Her doctor insisted that Karen wasn’t fit to work. Her doctor gave her sick notes to give to the jobcentre to excuse her from jobsearch activities.
Karen said:
“I’ve got a sick note from my doctor because I’m waiting for a specialist now, but I know when I go on Tuesday [to the second work capability assessment] and go through it all again and then wait for a decision that they’re going to make… then they’re going to come back again no points scored it’s just like being bounced [from one place to another].
This “system” is a pig’s ear (yep – unfair to pigs).
I’ve said it several times already this month and I’ll say it again: I’m talking to person after person – all sick or disabled – at Stockport jobcentre whose ESA claims have been shut without warning and who have been left with nothing while they try to start new claims for Universal Credit.

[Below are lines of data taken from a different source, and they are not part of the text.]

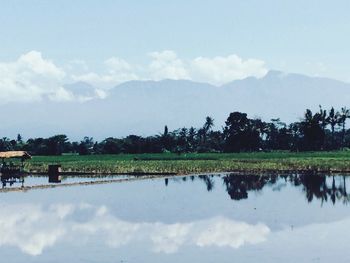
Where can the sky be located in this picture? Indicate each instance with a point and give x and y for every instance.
(46, 44)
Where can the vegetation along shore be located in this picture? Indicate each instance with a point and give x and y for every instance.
(258, 162)
(319, 142)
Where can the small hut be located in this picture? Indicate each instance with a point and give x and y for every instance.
(8, 167)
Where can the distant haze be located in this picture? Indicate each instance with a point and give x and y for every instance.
(144, 107)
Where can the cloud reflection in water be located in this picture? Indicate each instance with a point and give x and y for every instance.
(33, 228)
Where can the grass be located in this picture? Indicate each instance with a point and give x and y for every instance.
(337, 161)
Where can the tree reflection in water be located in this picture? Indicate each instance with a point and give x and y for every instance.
(315, 186)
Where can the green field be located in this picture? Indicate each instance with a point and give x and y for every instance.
(338, 161)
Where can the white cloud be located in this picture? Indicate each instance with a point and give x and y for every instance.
(117, 71)
(166, 65)
(32, 77)
(28, 78)
(61, 95)
(220, 70)
(33, 228)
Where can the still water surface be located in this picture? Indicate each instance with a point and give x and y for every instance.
(219, 218)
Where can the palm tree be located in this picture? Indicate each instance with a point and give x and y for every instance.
(333, 120)
(344, 114)
(209, 123)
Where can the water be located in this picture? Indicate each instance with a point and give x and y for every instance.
(226, 218)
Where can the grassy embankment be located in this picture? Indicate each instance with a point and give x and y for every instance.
(328, 162)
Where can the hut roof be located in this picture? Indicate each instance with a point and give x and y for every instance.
(15, 154)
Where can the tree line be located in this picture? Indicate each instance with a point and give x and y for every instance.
(319, 131)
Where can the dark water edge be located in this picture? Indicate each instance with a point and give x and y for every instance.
(206, 218)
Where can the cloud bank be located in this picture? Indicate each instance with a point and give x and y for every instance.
(34, 228)
(33, 77)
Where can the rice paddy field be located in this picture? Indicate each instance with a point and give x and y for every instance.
(328, 162)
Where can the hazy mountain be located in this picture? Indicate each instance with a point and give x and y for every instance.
(144, 107)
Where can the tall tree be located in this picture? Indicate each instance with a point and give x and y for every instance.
(344, 115)
(333, 120)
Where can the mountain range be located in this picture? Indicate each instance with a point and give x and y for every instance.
(144, 107)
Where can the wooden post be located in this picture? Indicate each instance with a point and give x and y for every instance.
(54, 173)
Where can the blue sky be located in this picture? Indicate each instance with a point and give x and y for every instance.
(80, 37)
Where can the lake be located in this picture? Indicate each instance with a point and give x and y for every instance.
(206, 218)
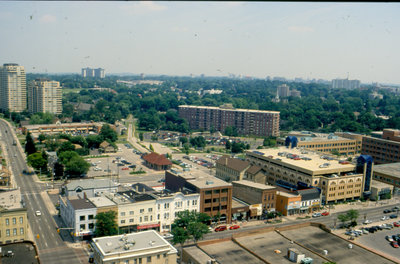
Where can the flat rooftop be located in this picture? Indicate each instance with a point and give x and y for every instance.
(390, 169)
(146, 240)
(201, 179)
(254, 185)
(10, 200)
(310, 162)
(101, 201)
(230, 109)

People are being ground out.
The DWP, meanwhile, continues to puff out fantasy reports in which it asserts that it tailors support for sick or disabled people who struggle to move from benefits such as ESA to Universal Credit:
Says the DWP:
“We are committed to providing tailored support for all claimants, including those who have restricted access to technology. Each individual’s circumstances are different and therefore their barriers to work and the support needed must be tailored to these needs,” blah blah blah (pg 14)
Can I say at this point that I just love that phrase “tailored support.”
The DWP has been bandying that phrase about – claiming to offer “tailored support” to sick and disabled benefit claimants, while doing nothing of the kind – for years.
Readers of this site will know that the phrase “tailored support,” and variations on it, has historically been trotted out by DWP when it has launched its various assaults on unemployed sick or disabled people.
For example: we heard a lot about tailored support when the DWP cut specialist Disability Employment Advisors from jobcentres (from about 2014 to 2016).
The DWP would send me (and everyone) press statements which claimed that sick and disabled people with support needs were being provided with a “tailored” work coach service in lieu of DEAs.
The DWP made such claims – even as I sat in Kilburn jobcentre with disabled people whose benefit claims were erroneously closed by advisers who had no training in sickness or disability and who freely admitted that the DWP’s claims of a tailored service were rubbish.
Paragraphs from the DWP’s latest writings on managed migration to Universal Credit look very much like a cut and paste exercise from press statements and reports that the DWP has been sending out for years.
Etc, etc. You see my point. This “system” is an absolute pile and has been for ages. It’s even more dysfunctional than Brexit. More practice, I guess.